875-й ППГ расположился в здании школы, где во время недавней кратковременной оккупации Волоколамска был немецкий госпиталь. Фашисты выбросили из классов деревянные парты (потом ими топили печи) и завезли металлические кровати. Когда в результате контрнаступления наших войск 20 декабря 1941 года фашисты были выбиты из Волоколамска, они не успели вывезти из госпиталя своё имущество. На немецких кроватях сейчас лежали красноармейцы.
Принимавший раненых усталый дежурный фельдшер командовал, определяя, куда кого направить. Помогавшие ему красноармейцы забирали у вновь прибывших документы, прикрепляя к ногам, обутым в грязные ботинки и кое-как закрученные обмотки, картонную или фанерную бирку с написанной обмусоленным химическим карандашом фамилией раненого. По этой бирке солдатика заносили в госпитальные документы, если удавалось его спасти. По ней же определяли, кого вносить в списки погребённых в братских могилах и куда писать похоронки. Младшему лейтенанту тоже привязали бирку с надписью «Мл. л-т Ю. В. Собкевич»… С носилок его сняли: не на чем было носить раненых.
Проще всего было с солдатами, у которых были оторваны или безнадёжно изуродованы руки или ноги. Их отправляли в распоряжение отдельной «ампутационной» бригады: раз, два — и недавний человек, а ныне обрубок человека отправлялся в палату. Остальных надо было тщательно сортировать. В счёт шло всё. Легкораненые, которые могли терпеть боль, долго ждали, пока освободится врач или фельдшер. Раненных в грудь или в живот старались скорее отправить на операционный стол. Хуже было тем, кто был ранен так, что сразу было видно: не жилец. Эти лежали в коридорах госпиталя, пока не появлялось «окно» в многотрудных делах военных врачей. Многие умирали, не дождавшись, другие умирали на операционном столе или вскоре после операции. Стоны, запах крови и человеческих испражнений заполняли коридоры госпиталя, кое-как освещённые керосиновыми лампами. В операционные попадали в первую очередь те красноармейцы, которых можно было быстро вернуть в строй.
Младшему лейтенанту становилось всё хуже. От ранения у него парализовало ноги. Он всё реже приходил в себя, лишь иногда открывая глаза и шевеля запёкшимися губами.
На полу госпиталя, где лежал младший лейтенант, было тепло, несмотря на сквозняки из-за постоянно открывающихся дверей.

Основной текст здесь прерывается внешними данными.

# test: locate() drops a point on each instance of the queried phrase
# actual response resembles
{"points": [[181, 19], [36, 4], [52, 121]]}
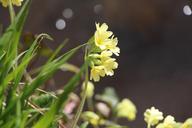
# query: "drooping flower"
{"points": [[91, 117], [153, 116], [169, 122], [97, 72], [112, 46], [102, 35], [5, 3], [126, 109], [187, 123], [105, 45], [109, 65]]}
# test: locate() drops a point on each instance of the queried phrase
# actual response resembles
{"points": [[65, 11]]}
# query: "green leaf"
{"points": [[109, 96], [10, 39], [47, 119], [84, 125]]}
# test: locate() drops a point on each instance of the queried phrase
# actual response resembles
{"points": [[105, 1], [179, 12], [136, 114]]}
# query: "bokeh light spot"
{"points": [[68, 13], [187, 10], [60, 24]]}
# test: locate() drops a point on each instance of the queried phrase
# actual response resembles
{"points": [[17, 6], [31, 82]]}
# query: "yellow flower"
{"points": [[105, 46], [112, 46], [126, 109], [169, 122], [90, 89], [153, 116], [91, 117], [96, 72], [5, 3], [187, 123], [109, 65], [102, 36]]}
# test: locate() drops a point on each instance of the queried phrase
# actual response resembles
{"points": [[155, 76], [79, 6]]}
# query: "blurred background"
{"points": [[155, 64]]}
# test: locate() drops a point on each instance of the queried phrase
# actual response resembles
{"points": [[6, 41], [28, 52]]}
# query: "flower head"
{"points": [[126, 109], [97, 72], [153, 116], [5, 3], [91, 117], [105, 45], [109, 65], [102, 35], [169, 122], [187, 123]]}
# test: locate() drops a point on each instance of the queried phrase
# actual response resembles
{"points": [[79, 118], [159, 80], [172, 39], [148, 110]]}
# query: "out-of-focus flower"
{"points": [[153, 116], [187, 123], [91, 117], [90, 89], [126, 109], [97, 72], [169, 122], [5, 3]]}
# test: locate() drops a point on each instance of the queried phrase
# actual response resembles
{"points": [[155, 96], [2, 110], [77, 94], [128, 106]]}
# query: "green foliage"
{"points": [[22, 103]]}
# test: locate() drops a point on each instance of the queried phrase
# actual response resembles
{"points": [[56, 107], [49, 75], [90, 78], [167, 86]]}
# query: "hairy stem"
{"points": [[80, 108]]}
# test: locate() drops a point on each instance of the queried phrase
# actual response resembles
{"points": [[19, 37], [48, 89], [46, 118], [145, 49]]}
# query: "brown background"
{"points": [[155, 65]]}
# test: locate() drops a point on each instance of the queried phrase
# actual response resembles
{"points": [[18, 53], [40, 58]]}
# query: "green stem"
{"points": [[80, 108], [11, 11], [148, 125]]}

Окоченевшее тело согревалось. И вместе с теплом возвращались сознание и боль. Боль, иногда отступая, позволяла видеть картины недавнего прошлого. Когда становилась нестерпимой, отключала сознание… Видения были скоротечны и отрывисты.
Виделось что-то из детства. Небогатого, не всегда сытого, но мирного. Виделось и недавнее. Вот перекошенные от крика лица красноармейцев его взвода, поднявшихся из окопа в атаку, которая для многих станет последней. Виделся бревенчатый, без палисадника, начавший врастать в землю дом в родных Чеповичах, глядящий прямо на улицу своим единственным окошком. Скамейка перед домом с растрескавшейся доской и мама, Анна Семёновна, повязавшая свою начавшую седеть голову ситцевым платком. Трава на песке перед домом, зáросли рогоза за дорогой, который мама с детьми каждое лето резала для набивки матрацев.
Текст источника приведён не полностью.